Feb 10 2006

Family thankful for all the hard work

The Troy Messenger

By Jaine Treadwell

 

Edna Reeves' daughter, Patricia Pike, and granddaughter, Laura Campbell, stood expressionless as Sheriff Russell Thomas identified Reeves' killer at a press conference Thursday afternoon.

 

The name, Mason Alex Sims, had been a closely guarded secret. However, the rumor mill proved to be churning true. The suspect is deceased.

 

DNA evidence has “positively” linked him to the death of the gentile, Springhill grandmother.

 

“Am I happy? No,” Pike said. “Do I have closure? No. Closure would only come if my mother could come back. Basically, this doesn't change anything.”

 

However, for Campbell, knowing that the individual who raped and brutally murdered her grandmother is not still out there - perhaps riding by her house or parked next to her a shopping mall - brings some measure of comfort.

 

“And it's good to know that he won't hurt anyone else,” Campbell said. “I'm glad, too, that we don't have to go through a trial. We have been spared that.”

 

The family has seen photographs of the man who killed their loved one.

 

“Putting a face on it doesn't really change anything,” Pike said. “No.

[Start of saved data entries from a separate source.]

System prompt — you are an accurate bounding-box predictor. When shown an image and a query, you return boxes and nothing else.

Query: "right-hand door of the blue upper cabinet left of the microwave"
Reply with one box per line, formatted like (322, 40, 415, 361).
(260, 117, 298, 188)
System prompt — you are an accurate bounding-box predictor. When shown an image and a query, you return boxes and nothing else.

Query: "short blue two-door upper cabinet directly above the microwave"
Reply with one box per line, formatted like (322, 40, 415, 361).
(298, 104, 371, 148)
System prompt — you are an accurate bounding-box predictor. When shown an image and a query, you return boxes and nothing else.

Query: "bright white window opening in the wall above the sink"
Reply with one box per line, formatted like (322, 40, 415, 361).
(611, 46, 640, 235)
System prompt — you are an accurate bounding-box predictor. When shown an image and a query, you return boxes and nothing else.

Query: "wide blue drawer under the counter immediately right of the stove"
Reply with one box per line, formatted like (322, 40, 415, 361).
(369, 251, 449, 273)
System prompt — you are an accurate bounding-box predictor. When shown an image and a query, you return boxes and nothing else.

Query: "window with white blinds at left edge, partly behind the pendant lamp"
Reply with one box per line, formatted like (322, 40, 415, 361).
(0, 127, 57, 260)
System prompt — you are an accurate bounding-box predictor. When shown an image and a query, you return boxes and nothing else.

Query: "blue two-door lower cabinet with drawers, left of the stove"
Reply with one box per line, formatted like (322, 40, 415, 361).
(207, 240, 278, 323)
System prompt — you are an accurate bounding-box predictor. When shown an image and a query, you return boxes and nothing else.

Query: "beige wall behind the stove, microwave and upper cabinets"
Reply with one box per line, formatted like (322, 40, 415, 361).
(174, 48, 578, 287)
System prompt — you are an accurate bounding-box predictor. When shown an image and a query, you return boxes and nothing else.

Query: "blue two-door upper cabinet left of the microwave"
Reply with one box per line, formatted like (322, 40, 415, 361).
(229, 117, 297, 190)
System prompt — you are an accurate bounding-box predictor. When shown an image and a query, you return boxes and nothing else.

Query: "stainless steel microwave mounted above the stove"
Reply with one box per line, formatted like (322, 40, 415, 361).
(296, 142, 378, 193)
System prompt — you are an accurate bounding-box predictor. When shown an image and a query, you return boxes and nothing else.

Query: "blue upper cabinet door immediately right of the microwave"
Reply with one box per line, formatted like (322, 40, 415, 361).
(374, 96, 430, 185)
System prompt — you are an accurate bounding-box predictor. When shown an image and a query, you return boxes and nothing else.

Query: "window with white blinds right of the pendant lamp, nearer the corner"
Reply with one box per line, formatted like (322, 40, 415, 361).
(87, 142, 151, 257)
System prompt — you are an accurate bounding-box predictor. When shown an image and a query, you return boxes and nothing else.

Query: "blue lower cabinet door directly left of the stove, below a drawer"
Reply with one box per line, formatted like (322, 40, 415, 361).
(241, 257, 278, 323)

It doesn't.”

 

Reeves' family has been living with the nightmare of her death for nearly 13 years and it's never been far from their minds.

 

“At times, my mind has been on cruise,” Pike said. “God didn't let my mind go where to a place where it didn't need to be. But, the thought of my mother's death is always there. We have been on first name basis with many of the people at the Alabama Department of Forensic Sciences. So many people have worked so hard to solve this crime and we are so appreciative of all that they have done.”

           

 

Campbell said the family of Edna Reeves owes a debt of gratitude to Thomas and the Pike County Sheriff's Department, District Attorney Gary McAliley, Pike County Coroner Jerry Williams, the Troy Police Department, Taylor Noggle, director of the state department of forensic sciences, Angelo Della Manna, chief of forensic biology and DNA, and the many others at the state lab.

 

“We also want to thank Sen. Richard Shelby, who really came to bat for Alabama and made sure that we had the funds to test DNA samples in the backlog at the state's crime labs,” she said.

 

The family of Edna Youngblood Reeves can now put a name and a face to her killer and, if that brings any comfort, it will be theirs. However, they are hopeful that all attempts will be made to determine whether Sims is connected to any other unsolved crimes.